Distinct pattern of cognitive impairment noted in study of Lyme patients

Distinct pattern of cognitive impairment noted in study of Lyme

patients

by Marian Rissenberg, Ph.D. & Susan Chambers, M.D.

the Lyme Times, Vol.

20, January-March 1998, pp. 29 -32

 

1) Cognitive

Characteristics of Chronic Lyme Encephalopathy

On the basis of both a formal neuropsychological study of 49 patients (APA

5/96) and on clinical observation and comprehensive neuropsychological

examination of well over 100 patients, a distinct pattern of cognitive

impairment occurring chronic Lyme disease can be described. These patients

consistently demonstrate deficits in directed, sustained and divided attention,

planning and organization of responses, temporal ordering, verbal fluency,

abstract reasoning, speed of processing, and motor programming. The overall pattern

of intellectual impairment is not unlike that seen with diffuse brain injury,

and it most often results in some degree of work-related disability.

 

Although performance is impaired on measures of cognitive functions associated

with specific brain regions — receptive and expressive language, visuospatial

problem solving and memory — the quality of performance is not suggestive of

focal lesions in these areas. Rather, deficits are secondary to impairment of

higher level integrative functions, likely mediated by complex neuronal

systems. Specifically, the receptive language deficit is secondary to impaired

auditory tracking and slowing of mental processing. The expressive language

deficit is secondary to impaired word retrieval and response planning, The

visuospatial problem solving deficit is secondary to impairment of mental

flexibility, conceptualization and the ability to compare and contrast

necessary in decision making.
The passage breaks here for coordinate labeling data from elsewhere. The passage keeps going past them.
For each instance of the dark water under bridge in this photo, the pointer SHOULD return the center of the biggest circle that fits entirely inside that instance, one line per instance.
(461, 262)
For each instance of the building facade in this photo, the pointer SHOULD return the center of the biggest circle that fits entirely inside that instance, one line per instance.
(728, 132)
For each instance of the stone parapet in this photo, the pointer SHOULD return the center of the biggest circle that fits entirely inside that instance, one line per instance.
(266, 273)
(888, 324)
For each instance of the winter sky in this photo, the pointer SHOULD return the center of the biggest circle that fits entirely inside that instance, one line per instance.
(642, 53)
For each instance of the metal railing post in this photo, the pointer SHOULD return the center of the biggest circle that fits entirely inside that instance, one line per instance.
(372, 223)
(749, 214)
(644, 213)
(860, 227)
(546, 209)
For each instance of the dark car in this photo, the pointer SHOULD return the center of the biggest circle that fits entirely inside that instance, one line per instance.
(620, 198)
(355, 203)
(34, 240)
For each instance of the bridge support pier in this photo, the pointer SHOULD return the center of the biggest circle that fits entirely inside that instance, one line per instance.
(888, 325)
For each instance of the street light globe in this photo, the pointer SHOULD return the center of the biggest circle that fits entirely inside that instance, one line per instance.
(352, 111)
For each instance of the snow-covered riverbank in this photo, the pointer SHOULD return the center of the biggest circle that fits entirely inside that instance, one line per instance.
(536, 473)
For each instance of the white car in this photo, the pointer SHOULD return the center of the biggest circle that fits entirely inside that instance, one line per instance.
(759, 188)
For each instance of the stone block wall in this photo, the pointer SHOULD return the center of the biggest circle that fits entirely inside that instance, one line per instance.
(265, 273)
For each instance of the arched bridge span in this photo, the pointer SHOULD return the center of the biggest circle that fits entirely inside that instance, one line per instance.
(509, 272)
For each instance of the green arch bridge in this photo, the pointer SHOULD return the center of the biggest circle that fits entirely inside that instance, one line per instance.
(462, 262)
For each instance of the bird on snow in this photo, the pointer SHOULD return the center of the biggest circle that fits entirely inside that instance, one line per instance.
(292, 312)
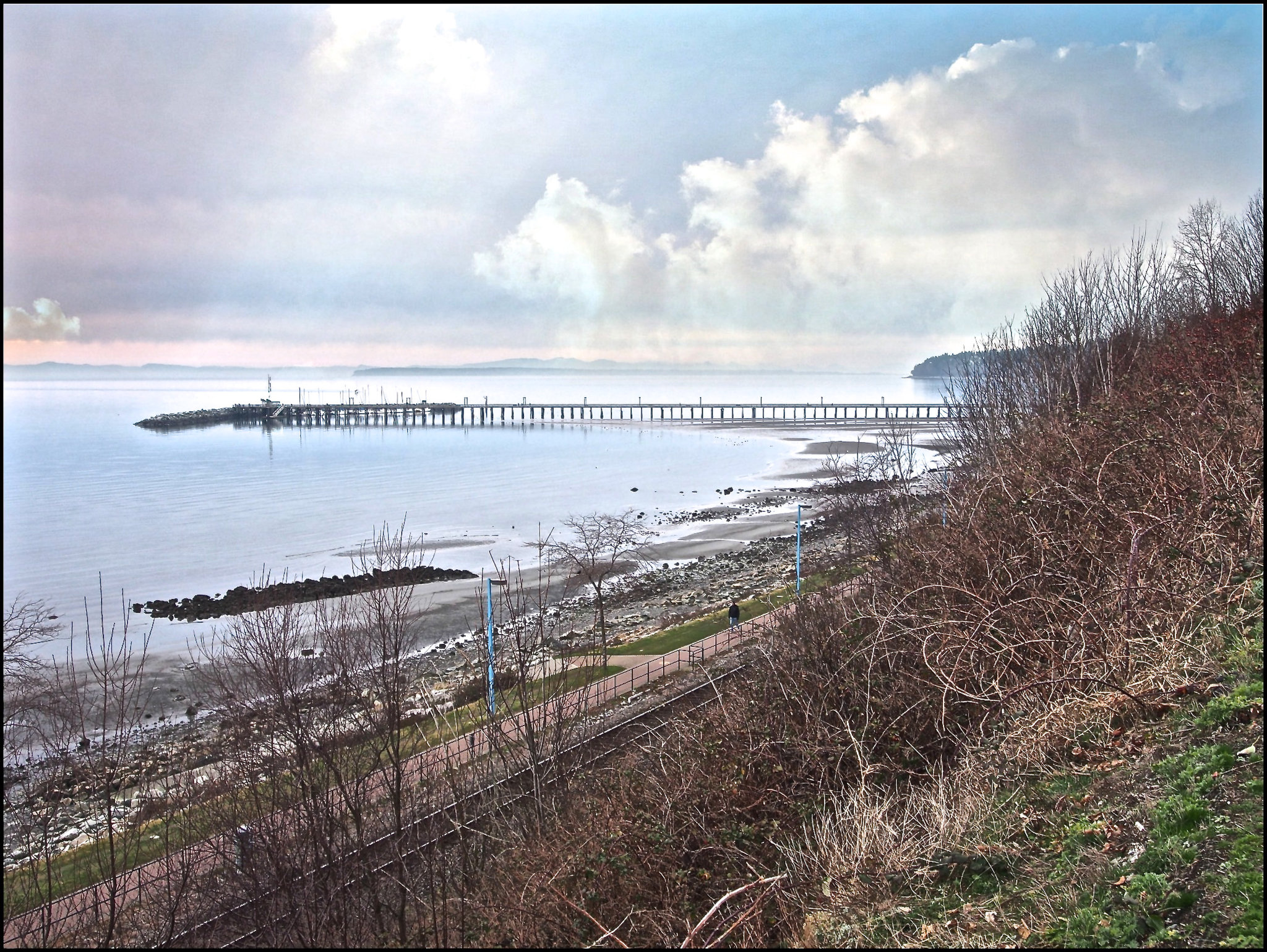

Finally, deficits on test of memory function are

most often secondary to impairment of the encoding or initial processing of

information, which depends on attention, and the retrieval of stored

information. The storage of new information, or memory per se, is rarely

impaired.

 

 

This pattern suggests that cognitive dysfunction in chronic Lyme, while

expressed variably across individual patients, results from a common factor —

the breakdown of diffusely represented processes involving both integration and

activation, and impacting primarily on attention and reasoning. The fluctuation

of impairment over short periods of time suggest that a physiologic rather than

a structural mechanism is responsible.

 

2) Neuropsychological deficits in chronic Lyme disease (A study presented at

the annual meeting of The American Psychiatric Association

, May

1996)

 

The neuro-psychological characteristics of 49 patients with Lyme disease were

examined. The study set out to answer three questions:

 

1) Do all patients

with subjectively perceived cognitive dysfunction have measurable intellectual

impairment on objective testing?

 

2) In those without measurable impairment, does depression account for the

perception of cognitive dysfunction?

 

3) What is the nature of the cognitive impairment in Lyme disease when it does

occur?

 

Subjects were patients seen consecutively between 1990 and 1994 in a private

neuropsycological practice with complaints of cognitive dysfunction and a

symptom complex consistent with Lyme disease. Diagnosis was based on former CDC

criteria. Mean duration of illness, defined as the time from the onset of

general symptoms to the neuro-psychological exam, was 4.7 years (range: 3.3 to

14 years). Mean age was 39.9 years (range: 21 to 58 years) from 18 to 60 years.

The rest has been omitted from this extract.